Theme: boolean evaluation, broadword computation.

Assigned: Oct. 13, 2015.

Due: Oct. 27, 2015. Reminder: homework should be in LaTeX (or TeX). Due at the beginning of class on the due date.

• Use one of Knuth's SAT solvers to determine the value of the van der Waerden number $W(4,4)$ (from the table on page 5 of 7.2.2.2 on Satisfiability). Explain how you determined the value, showing the output from the solver.

• Find a circuit for addition mod 3 like that in exercise 60 of section 7.1.2 (pg. 129), except use 11 to encode 2 instead of 10. Your cicuit should use the same number of gates as the one in Knuth's solution. Explain why it is correct; e.g., by using truth tables.

• Look up the IEEE 754 floating point standard, particularly the representation of 64 bit floating point numbers.
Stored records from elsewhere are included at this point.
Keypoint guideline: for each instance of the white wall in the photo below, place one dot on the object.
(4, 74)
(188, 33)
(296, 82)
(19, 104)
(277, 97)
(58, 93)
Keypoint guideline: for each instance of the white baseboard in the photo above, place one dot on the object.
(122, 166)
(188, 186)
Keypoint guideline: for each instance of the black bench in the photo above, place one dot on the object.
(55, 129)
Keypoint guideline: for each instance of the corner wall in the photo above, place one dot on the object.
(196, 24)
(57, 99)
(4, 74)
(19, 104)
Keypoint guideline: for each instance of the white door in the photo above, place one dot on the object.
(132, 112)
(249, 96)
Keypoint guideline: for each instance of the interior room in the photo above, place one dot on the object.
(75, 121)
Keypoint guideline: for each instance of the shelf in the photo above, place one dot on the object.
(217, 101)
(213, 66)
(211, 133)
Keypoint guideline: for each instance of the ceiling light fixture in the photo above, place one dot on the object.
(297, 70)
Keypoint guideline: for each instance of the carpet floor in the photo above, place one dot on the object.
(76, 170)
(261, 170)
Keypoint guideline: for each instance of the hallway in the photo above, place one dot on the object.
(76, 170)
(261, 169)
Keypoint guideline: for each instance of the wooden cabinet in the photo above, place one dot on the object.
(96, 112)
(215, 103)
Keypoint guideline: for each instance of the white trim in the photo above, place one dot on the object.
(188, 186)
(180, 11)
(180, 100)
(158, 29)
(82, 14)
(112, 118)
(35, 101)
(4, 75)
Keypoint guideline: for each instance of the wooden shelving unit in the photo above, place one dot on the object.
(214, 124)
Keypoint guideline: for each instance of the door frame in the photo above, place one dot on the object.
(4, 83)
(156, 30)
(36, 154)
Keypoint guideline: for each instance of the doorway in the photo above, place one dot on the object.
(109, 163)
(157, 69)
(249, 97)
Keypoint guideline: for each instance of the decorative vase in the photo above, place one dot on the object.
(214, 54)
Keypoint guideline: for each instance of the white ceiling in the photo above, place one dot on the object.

Your computer undoubtedly implements this standard. write a C program that extracts the exponent from such numbers in order to compute $\rho x$. This is somewhat like implementing equation (55) on page 142, but in C instead of MMIX, and with $\rho x$ instead of $\lambda x$. Test your program by showing its output on the numbers $x = 2^{20}+1,2^{20}+2, \ldots, 2^{20}+2^5$. Turn in your program source and output (text files are ok here).

• Prove that \[ \nu x\ =\ x - \left\lfloor \frac{x}{2} \right\rfloor - \left\lfloor \frac{x}{4} \right\rfloor - \left\lfloor \frac{x}{8} \right\rfloor - \cdots \]

• Start thinking about a suitable project. Turn in a one paragraph description of a potential project.